El retraso en el estudio y conocimiento de la vasculatura linfática en comparación con la vasculatura sanguínea se debe principalmente al descubrimiento más tardío del sistema linfático en comparación con el sistema vascular sanguíneo y al retraso en la identificación de marcadores moleculares linfáticos específicos. Esto ha mejorado mucho en las últimas décadas, lo que lleva a la alteración del cuadro convencional de los linfáticos en estado estacionario y en condiciones de enfermedad1. Al igual que la angiogénesis, la linfangiogénesis es la formación de nuevos vasos linfáticos a partir de los preexistentes y desempeña un papel fundamental en el desarrollo de un amplio espectro de enfermedades 4,5,6. Sin embargo, a diferencia de la angiogénesis, la investigación de la linfangiogénesis se ha limitado principalmente a modelos in vivo centrados en la formación de vasos en desarrollo y defectos estructurales en modelos patológicos. El aislamiento de las células endoteliales linfáticas es importante para los estudios in vitro, y esto puede ser proporcionado por el protocolo presentado.

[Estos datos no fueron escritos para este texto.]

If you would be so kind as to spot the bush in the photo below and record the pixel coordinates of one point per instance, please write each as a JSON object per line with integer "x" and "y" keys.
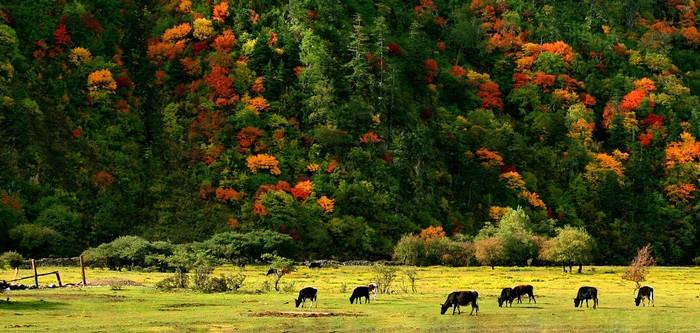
{"x": 230, "y": 246}
{"x": 179, "y": 280}
{"x": 11, "y": 259}
{"x": 409, "y": 250}
{"x": 414, "y": 250}
{"x": 200, "y": 277}
{"x": 128, "y": 252}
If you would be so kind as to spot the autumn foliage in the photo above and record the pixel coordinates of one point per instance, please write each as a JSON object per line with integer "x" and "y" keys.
{"x": 263, "y": 162}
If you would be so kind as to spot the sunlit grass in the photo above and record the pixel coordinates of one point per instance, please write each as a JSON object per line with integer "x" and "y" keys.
{"x": 144, "y": 309}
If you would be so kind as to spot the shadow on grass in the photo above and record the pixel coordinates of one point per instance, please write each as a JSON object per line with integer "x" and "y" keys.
{"x": 33, "y": 305}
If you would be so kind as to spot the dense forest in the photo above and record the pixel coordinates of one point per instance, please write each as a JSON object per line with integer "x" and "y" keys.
{"x": 349, "y": 124}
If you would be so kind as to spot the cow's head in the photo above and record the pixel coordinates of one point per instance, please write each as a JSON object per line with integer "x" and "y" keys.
{"x": 443, "y": 308}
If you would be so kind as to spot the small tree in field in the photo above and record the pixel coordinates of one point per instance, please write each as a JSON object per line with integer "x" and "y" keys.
{"x": 570, "y": 246}
{"x": 489, "y": 251}
{"x": 638, "y": 269}
{"x": 280, "y": 265}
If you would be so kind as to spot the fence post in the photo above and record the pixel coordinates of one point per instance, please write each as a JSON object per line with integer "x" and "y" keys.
{"x": 36, "y": 277}
{"x": 82, "y": 270}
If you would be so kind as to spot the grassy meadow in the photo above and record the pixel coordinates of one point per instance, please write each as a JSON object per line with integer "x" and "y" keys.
{"x": 127, "y": 302}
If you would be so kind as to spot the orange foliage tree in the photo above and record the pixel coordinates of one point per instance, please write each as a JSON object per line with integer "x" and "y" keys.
{"x": 302, "y": 190}
{"x": 326, "y": 204}
{"x": 431, "y": 233}
{"x": 264, "y": 162}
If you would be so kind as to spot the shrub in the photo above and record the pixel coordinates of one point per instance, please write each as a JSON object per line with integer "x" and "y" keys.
{"x": 489, "y": 251}
{"x": 179, "y": 280}
{"x": 419, "y": 251}
{"x": 200, "y": 278}
{"x": 696, "y": 261}
{"x": 128, "y": 252}
{"x": 11, "y": 259}
{"x": 230, "y": 246}
{"x": 570, "y": 246}
{"x": 409, "y": 250}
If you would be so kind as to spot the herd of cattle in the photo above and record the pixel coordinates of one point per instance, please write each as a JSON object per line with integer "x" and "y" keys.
{"x": 463, "y": 298}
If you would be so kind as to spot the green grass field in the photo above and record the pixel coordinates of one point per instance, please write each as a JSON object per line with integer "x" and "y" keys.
{"x": 144, "y": 309}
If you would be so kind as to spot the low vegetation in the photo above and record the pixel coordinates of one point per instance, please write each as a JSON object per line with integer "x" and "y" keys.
{"x": 141, "y": 307}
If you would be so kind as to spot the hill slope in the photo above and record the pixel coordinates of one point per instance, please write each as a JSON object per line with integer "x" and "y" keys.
{"x": 347, "y": 124}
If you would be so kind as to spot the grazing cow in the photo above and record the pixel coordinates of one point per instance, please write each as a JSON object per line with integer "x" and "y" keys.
{"x": 457, "y": 298}
{"x": 373, "y": 290}
{"x": 586, "y": 293}
{"x": 358, "y": 293}
{"x": 4, "y": 286}
{"x": 528, "y": 290}
{"x": 645, "y": 292}
{"x": 272, "y": 271}
{"x": 507, "y": 297}
{"x": 306, "y": 293}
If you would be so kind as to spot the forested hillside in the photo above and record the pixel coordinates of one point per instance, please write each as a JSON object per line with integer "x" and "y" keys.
{"x": 348, "y": 124}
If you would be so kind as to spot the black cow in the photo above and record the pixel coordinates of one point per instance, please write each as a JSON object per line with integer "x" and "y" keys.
{"x": 457, "y": 298}
{"x": 525, "y": 290}
{"x": 507, "y": 297}
{"x": 645, "y": 292}
{"x": 586, "y": 293}
{"x": 358, "y": 293}
{"x": 306, "y": 293}
{"x": 3, "y": 287}
{"x": 275, "y": 271}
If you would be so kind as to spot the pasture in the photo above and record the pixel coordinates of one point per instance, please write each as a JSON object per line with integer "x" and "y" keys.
{"x": 114, "y": 305}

Se han desarrollado varios protocolos para el aislamiento endotelial linfático de ratones, que requieren el uso de la clasificación celular activada por fluorescencia7. La ventaja del clasificador de células, cuando está disponible, es el mayor grado de pureza, a diferencia del aislamiento basado en perlas, ya que este último proporciona un mayor rendimiento. El protocolo utiliza la expresión del receptor endotelial linfático de hialuronano 1 (LYVE-1), un marcador endotelial linfático, importante para el tráfico celular dentro de los vasos linfáticos 4,8. Dado que la expresión de LYVE-1 se limita a los capilares linfáticos y no a los vasos linfáticos colectores, la técnica es adecuada para el aislamiento de las células endoteliales linfáticas específicamente de los capilares linfáticos, a diferencia de otros marcadores linfáticos, como la podoplanina, que se expresan uniformemente en todas las células endoteliales linfáticas9. Para el protocolo, se excluyeron otros marcadores linfáticos importantes que no eran transmembrana, como Prox1.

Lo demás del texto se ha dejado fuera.